When WQAM’s Zach Krantz touched on the “disadvantage going into the season’’ regarding having a new quarterback, new offensive coordinator and entirely new offense going into fall camp, expected to begin in August, Diaz said he “would be more concerned if we were going from an offense that was relatively simple to one that was relatively complex.’’

The Hurricanes are transitioning from their conventional, pro-style format to a no-huddle, fast-paced spread. King, who set the American Athletic Conference touchdowns-responsible-for-in-a-season record in 2018 with 50 — 36 passing and 14 rushing — is expected to win the starting job, despite not being formally announced as the guy. He will be competing with redshirt junior and former part-time starter N’Kosi Perry, redshirt junior Tate Martell, redshirt freshman Peyton Matocha and freshman Tyler Van Dyke.

“Obviously we would have taken all the practices we could get,’’ Diaz said. “...We’re going from an offense that was fairly complex to one that is more user friendly for our guys.

“And then we have a much more experienced offense than we had a year ago. Our age and experience, No. 1, as you mentioned, in the quarterback room, but bringing back our entire offensive line, bringing back the receivers, tight ends, running backs. We’re just an older offensive football team than we were a year ago, so the guys have a better understanding of what it’s all about.”

More Diaz:

On whether he feels he’s doing a good job recruiting Dade and Broward:

“All you do is look at the numbers, right? Whatever amount of commits we have, I think every one of them except for three are from Dade and Broward and two of the three that aren’t from Dade and Broward lived in Dade and Broward when they were young. I mean fact is fact and we’re not done. We’re still a long way from signing day but we’re not done. We’re always going to start off at home and I think we’re making great progress.”

On how most changes in society, such as the ones wanted after the death of George Floyd — a black man who died two weeks ago when a police officer in Minneapolis knelt on his neck for nearly nine minutes — happen incrementally and how the same holds true for his football program:

“What happens is we all want big, grandiose change to happen and it needs to happen,’’ said Diaz, who led his players during a staged private protest last week. “No different than building a program. We all want the big great leap for the University of Miami football program. But the way it always happens, it happens through incremental change and that’s where we get frustrated.

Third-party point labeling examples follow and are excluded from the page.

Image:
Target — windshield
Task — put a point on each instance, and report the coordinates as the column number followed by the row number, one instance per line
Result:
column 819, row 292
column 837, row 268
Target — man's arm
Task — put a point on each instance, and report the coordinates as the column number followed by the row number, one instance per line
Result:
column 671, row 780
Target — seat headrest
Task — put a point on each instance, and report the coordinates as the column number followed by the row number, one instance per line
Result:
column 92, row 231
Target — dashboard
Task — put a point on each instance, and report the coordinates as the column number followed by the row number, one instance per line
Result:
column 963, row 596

“I’m going to make a football reference: ‘Oh boy, the change is not happening the way we want it to’ and everybody gets frustrated. We know the way things are built and the way this goes. It has to be incremental because otherwise we get frustrated and we’ll stop fighting the good fight, we’ll stop listening and that’s what we can’t do. We can’t let this be something that we all just throw our hands up in the air and say ‘Nothing is going to change.’

“We have to hold our leaders to account to try to change the big things they can.

“But if everybody was just 2 percent better every day... What does that mean? Two percent less racist, 2 percent more anti-racist, 2 percent more listening to something maybe you wouldn’t have listened to before. That’s not a lot but if you build on that, that’s how you build something fantastic. I think a leader should understand that and I wish we were hearing that more. But that’s something we’re trying to do from inside out.”